Celem tego forum jest niesienie pomocy małżonkom przeżywającym kryzys na każdym jego etapie (także po rozwodzie i gdy współmałżonkowie są uwikłani w niesakramentalne związki), którzy chcą ratować swoje sakramentalne małżeństwa
Witam wszystkich gorąco!
Sama nie wiem dlaczego piszę,może sądzę że poczuję się lepiej.....
Jestem mężatką od 2 lat,nie zawsze było koklorowo,nie zawsze świeciło słońce.Mój mąż(jeszcze) był moim "pierwszym" wydawało się miłością życia.Kochałam go całym sercem,ponad wszystko.JAk teraz to piszę to łzy lecą mi po policzkach....Wydawało mi się że jestm dobrą żoną,zwsze wszystko wyprane,sniadanie do pracy,tylko... on zawsze był zamknięty w sobie,nie okazywał uczuc,na początku narzeczeństwa spacery po parku,wyjazdy,wycieczki,tulił mnie z czułością...mieszkamy u moich rodziców,ja pracuje i on też,w rodzinnym domu zawsze brakowało pieniędzy.my zarabialismy sporo...kupował coraz lepsze samochody,telefony,zaczął pić.... dużo,z kumplami,bo jak to nazywał ja go ograniczałam nie pozwalajac wychodzic do baru,jednak ze mna do kina nie chciał.....wracał coraz pozniej,do pracy ma 17 km i ostatnio mi powiedział ze przestanie po mnie przyjezdzac bo o 22 koncze a on potem niewyspany jest,wiec wracałam busem po 23....
i długo by pisać o tym co złe i dobre.Wydaje mi się ze nasze kłopoty zaczeły sie bo odeszliśmy od Boga...ale jak do każdego Ojca można wrócić i ja też pragnę......

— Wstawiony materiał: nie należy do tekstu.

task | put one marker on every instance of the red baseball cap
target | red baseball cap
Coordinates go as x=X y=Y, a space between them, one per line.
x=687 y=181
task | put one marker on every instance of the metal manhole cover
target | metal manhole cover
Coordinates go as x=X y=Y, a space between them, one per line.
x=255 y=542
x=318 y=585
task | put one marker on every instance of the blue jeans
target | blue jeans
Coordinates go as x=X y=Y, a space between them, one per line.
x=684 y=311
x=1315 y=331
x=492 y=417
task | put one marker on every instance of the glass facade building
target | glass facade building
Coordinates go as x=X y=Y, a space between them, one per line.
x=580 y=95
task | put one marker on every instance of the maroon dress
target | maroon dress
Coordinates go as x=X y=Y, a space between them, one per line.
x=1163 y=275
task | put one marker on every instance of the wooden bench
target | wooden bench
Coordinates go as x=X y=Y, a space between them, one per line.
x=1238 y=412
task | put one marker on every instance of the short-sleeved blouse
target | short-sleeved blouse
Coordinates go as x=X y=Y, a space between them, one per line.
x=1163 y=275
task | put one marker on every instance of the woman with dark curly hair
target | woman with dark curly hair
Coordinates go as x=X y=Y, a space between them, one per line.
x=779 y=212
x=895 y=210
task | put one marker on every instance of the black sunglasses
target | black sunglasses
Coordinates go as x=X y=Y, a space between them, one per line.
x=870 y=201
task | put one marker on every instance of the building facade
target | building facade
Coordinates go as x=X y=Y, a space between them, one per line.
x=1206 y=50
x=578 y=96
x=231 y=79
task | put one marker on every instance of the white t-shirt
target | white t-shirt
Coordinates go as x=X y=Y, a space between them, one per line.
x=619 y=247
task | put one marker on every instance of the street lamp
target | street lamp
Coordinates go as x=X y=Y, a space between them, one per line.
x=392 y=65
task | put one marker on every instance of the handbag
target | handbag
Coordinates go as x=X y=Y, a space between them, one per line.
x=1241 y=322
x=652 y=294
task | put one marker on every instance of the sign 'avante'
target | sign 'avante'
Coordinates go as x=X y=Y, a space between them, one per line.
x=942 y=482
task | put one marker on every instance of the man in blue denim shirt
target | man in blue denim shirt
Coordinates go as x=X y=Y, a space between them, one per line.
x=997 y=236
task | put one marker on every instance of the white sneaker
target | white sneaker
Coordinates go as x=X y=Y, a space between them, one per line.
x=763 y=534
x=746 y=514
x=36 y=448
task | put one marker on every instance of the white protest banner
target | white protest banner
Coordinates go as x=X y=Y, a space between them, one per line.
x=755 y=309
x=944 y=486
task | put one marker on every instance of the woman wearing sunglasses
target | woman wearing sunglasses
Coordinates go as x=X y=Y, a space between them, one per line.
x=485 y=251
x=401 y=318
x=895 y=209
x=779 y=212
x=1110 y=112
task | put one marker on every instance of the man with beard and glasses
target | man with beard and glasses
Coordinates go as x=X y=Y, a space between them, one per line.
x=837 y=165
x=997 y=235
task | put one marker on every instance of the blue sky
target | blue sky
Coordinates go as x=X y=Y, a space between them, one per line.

wiele ray mi groził ze odejdzie,dwa razy pozbierał swoje rzeczy i sie przeniosł do swoich rodziców,od paru dni w ogole sie nie odzywał....jadac do pracy dostalam smsa ze sie pakuje i przyjedzie po karte do tel bo abonament jest na niego..... dałam mu,w sumie ucieszyłam sie ze meczarnie sie skoncza,ze odpocznie i wroci.Potem z domu pisal na skype,.....ze sie pogubiłl i nie wie co ma robic,ze do godz 17 mam dac mu znac czy chce go jeszcze widziec,ale.............mój brat nie wytrzymał...widział wiele mioich łez po tym jak moj mojej matce nie złożył życzen,jak od miesiecy nie mowił jej nawet dziendobry bo ja chiałam jej pomoc i wziełam jej kredyt........pokłócony z cała moja rodzina wyzywal sie na mnie.Nawet nie mogłam ubierac sie jak chciałam,to za duzy dekolt,to korale.......i wczoraj brat powiedział mu ze jak chce to ma sie pakowac bo dłuzej nikt tego nie zniesie.......i zabrał totalnie wszystko.....................nie pozegnał sie i wyszedł.....gdzie?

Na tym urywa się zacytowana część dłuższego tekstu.